The Retrospective Hugo Awards (Retro Hugos) were added to the Hugo Awards from 1996 to commemorate works from years in which no Hugo Awards were given. They are optional Awards, and prior to 2017, marked years where a Worldcon was held but no Hugos were given. A rule change in 2017 expanded the scope to any year after 1939 in which no Hugos were awarded, regardless of whether or not a Worldcon was held that year. Worldcon 76 in San Jose and this year’s Worldcon in Dublin were the first beneficiaries under this new rule.

This year’s Retro Hugos at Dublin 2019 marked the turmoil of wartime – 1944. And the Awards given were:

Best Novel: Conjure Wife, by Fritz Leiber, Jr. (Unknown Worlds, April 1943)

Best Novella: The Little Prince, by Antoine de Saint-Exupéry (Reynal & Hitchcock)

Best Novelette: “Mimsy Were the Borogoves,” by Lewis Padgett (C.L. Moore & Henry Kuttner) (Astounding Science-Fiction, February 1943)

Best Short Story: “King of the Gray Spaces” (“R is for Rocket”), by Ray Bradbury (Famous Fantastic Mysteries, December 1943)

Best Graphic Story: Wonder Woman #5: Battle for Womanhood, written by William Moulton Marsden, art by Harry G. Peter (DC Comics)

Best Dramatic Presentation, Long Form: Heaven Can Wait, written by Samson Raphaelson, directed by Ernst Lubitsch (20th Century Fox)

Best Dramatic Presentation, Short Form: Frankenstein Meets the Wolfman, written by Curt Siodmak, directed by Roy William Neill (Universal Pictures)

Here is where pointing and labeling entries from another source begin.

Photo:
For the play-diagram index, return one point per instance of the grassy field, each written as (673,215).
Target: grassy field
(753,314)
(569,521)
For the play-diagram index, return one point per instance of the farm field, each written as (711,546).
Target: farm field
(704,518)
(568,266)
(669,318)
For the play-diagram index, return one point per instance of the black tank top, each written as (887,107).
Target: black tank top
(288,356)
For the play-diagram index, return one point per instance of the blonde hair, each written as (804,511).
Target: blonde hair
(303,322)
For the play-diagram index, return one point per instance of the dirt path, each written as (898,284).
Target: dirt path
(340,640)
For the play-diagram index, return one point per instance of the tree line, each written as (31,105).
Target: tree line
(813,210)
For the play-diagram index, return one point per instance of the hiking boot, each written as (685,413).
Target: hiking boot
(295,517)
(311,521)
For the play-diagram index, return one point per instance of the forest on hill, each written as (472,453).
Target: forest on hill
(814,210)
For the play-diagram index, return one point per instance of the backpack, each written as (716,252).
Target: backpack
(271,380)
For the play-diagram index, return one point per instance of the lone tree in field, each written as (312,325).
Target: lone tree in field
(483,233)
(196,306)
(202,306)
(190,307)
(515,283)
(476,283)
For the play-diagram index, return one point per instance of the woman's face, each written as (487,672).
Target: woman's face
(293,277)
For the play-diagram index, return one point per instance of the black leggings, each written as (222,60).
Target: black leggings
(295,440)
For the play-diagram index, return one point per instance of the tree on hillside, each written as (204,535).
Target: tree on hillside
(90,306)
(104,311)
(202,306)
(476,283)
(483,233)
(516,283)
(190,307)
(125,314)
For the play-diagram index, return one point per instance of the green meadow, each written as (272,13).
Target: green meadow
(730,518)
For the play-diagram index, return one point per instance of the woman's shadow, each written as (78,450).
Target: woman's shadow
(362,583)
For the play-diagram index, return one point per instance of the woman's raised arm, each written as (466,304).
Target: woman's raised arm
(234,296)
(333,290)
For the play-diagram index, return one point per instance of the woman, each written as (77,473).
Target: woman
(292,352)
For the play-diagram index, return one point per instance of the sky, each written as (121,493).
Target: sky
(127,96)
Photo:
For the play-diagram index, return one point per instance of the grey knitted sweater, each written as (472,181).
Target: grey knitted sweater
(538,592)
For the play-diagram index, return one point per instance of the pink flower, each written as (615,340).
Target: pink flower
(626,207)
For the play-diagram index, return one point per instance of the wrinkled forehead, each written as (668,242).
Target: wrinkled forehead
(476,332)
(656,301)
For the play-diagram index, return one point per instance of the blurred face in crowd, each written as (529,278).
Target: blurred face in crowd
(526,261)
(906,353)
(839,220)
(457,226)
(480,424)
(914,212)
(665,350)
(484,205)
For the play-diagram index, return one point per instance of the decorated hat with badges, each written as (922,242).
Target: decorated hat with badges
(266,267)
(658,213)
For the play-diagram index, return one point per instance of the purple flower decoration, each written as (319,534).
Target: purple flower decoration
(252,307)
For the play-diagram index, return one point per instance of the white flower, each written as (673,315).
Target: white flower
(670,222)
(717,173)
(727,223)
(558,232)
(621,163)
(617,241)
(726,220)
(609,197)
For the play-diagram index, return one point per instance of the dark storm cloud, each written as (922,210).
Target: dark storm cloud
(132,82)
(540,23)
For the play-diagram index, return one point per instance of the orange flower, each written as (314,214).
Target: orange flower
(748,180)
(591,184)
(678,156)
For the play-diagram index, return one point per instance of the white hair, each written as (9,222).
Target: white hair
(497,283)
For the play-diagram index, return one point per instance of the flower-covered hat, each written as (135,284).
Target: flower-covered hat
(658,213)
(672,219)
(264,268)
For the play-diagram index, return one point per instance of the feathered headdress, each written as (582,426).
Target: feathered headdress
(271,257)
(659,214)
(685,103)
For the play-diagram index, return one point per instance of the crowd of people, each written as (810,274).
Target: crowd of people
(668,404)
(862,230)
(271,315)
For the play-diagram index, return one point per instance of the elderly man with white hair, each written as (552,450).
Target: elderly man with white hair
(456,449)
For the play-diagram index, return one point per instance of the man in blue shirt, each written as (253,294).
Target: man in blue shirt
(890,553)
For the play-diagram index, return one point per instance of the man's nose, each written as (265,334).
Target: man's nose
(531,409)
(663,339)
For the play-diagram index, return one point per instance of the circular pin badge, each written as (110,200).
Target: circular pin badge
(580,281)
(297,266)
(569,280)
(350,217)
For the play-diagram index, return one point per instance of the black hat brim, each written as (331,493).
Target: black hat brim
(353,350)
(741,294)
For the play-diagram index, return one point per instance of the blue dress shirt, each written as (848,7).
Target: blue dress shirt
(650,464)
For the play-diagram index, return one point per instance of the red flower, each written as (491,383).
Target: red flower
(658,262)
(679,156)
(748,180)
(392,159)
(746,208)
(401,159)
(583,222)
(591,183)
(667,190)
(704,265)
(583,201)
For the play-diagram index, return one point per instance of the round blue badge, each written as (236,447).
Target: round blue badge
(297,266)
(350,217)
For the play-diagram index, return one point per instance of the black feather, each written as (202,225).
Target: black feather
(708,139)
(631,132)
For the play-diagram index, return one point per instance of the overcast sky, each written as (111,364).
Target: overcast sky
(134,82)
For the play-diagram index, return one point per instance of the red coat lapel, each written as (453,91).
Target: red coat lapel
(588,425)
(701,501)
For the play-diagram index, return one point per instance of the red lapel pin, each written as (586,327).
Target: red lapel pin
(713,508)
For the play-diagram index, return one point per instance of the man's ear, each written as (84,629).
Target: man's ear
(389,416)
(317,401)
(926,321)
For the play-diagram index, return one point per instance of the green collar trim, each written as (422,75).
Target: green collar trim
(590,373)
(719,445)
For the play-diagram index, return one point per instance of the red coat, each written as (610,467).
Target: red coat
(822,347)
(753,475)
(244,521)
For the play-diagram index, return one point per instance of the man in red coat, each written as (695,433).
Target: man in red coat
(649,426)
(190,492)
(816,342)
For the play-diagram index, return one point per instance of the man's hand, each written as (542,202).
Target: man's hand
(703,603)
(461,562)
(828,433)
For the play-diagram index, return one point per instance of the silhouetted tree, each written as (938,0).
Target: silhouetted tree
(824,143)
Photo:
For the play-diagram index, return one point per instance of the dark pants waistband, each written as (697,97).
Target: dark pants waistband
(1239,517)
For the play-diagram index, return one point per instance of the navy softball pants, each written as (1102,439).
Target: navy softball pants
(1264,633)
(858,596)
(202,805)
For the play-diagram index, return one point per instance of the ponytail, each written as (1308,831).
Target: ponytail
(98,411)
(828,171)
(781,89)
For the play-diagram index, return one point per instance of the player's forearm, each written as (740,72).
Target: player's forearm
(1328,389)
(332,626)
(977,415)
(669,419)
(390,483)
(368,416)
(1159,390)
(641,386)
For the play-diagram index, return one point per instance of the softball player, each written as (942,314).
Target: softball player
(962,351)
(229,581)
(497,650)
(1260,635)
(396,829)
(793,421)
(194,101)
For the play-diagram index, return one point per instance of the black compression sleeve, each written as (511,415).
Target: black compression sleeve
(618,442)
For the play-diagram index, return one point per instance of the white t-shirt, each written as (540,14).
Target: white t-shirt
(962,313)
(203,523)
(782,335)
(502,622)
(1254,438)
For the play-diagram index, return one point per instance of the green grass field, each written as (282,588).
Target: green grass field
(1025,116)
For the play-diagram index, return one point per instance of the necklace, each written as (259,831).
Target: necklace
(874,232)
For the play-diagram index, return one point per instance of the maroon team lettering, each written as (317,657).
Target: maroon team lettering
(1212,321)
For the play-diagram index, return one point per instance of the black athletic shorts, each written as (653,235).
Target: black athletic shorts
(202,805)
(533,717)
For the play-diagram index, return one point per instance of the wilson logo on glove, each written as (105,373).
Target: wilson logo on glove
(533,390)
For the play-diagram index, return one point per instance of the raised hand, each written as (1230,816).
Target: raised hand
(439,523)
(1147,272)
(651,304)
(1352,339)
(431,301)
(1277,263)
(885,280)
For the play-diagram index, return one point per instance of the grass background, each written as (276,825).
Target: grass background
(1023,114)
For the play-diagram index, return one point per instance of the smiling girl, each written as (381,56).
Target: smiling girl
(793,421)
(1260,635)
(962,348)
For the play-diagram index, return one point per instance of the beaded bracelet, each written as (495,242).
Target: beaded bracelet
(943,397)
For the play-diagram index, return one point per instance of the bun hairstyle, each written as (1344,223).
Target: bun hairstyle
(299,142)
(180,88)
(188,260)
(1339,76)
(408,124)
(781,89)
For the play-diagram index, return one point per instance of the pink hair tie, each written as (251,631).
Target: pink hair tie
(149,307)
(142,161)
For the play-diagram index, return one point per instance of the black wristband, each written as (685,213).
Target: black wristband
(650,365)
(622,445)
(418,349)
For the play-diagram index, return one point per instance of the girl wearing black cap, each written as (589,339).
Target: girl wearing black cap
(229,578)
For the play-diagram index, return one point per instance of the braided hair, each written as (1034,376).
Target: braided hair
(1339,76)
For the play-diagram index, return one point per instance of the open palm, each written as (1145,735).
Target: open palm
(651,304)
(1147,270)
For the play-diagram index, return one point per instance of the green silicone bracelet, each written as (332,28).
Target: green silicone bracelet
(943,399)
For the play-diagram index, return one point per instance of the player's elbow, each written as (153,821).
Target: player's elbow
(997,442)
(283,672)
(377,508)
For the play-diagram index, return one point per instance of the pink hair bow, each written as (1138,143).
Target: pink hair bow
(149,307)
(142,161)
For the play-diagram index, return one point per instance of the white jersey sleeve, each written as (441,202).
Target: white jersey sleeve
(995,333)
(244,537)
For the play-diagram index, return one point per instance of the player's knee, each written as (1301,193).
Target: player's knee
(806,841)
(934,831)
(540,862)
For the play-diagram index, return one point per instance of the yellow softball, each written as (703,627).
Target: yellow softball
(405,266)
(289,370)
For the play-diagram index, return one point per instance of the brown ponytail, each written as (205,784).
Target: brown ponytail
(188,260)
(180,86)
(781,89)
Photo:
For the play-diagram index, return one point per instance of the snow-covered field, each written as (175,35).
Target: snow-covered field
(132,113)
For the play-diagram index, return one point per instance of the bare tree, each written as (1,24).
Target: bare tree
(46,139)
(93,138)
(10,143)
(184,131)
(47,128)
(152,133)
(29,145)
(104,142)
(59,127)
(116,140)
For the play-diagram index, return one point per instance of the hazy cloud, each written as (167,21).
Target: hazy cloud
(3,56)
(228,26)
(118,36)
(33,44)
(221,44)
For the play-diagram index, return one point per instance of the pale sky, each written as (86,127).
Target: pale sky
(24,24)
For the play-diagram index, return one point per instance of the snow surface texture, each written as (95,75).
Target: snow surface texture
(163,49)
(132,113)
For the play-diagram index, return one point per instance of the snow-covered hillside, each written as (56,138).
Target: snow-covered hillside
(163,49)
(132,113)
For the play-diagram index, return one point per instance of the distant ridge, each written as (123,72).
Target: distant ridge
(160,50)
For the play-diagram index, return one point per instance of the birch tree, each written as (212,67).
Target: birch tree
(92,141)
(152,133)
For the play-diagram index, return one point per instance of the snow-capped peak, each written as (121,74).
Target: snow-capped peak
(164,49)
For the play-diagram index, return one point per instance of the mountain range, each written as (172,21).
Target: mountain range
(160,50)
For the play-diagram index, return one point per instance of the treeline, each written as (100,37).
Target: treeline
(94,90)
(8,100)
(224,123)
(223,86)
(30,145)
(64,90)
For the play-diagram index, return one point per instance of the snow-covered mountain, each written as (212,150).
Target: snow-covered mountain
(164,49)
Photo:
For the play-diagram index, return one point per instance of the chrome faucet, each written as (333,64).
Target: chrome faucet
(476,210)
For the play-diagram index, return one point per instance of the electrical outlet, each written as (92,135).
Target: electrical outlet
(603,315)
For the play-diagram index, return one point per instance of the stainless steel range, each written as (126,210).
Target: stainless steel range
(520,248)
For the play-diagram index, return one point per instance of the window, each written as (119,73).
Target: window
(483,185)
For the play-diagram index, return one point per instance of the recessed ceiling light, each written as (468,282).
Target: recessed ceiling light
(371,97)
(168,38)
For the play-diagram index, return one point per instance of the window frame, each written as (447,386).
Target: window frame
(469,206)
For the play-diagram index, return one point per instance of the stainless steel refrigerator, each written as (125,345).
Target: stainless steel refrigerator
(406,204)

Best Editor, Short Form: John W. Campbell

Best Professional Artist: Virgil Finlay

Best Fanzine: Le Zombie, editor Wilson “Bob” Tucker

That’s a reminder of the brilliance of the Golden Age of science fiction, with just one year throwing up work by giants like Fritz Leiber and Ray Bradbury, classics like “Mimsy Were the Borogroves” and Heaven Can Wait, and luminaries like John W. Campbell and Virgil Finlay. And their inheritors? You’ll have to wait until Sunday night for those…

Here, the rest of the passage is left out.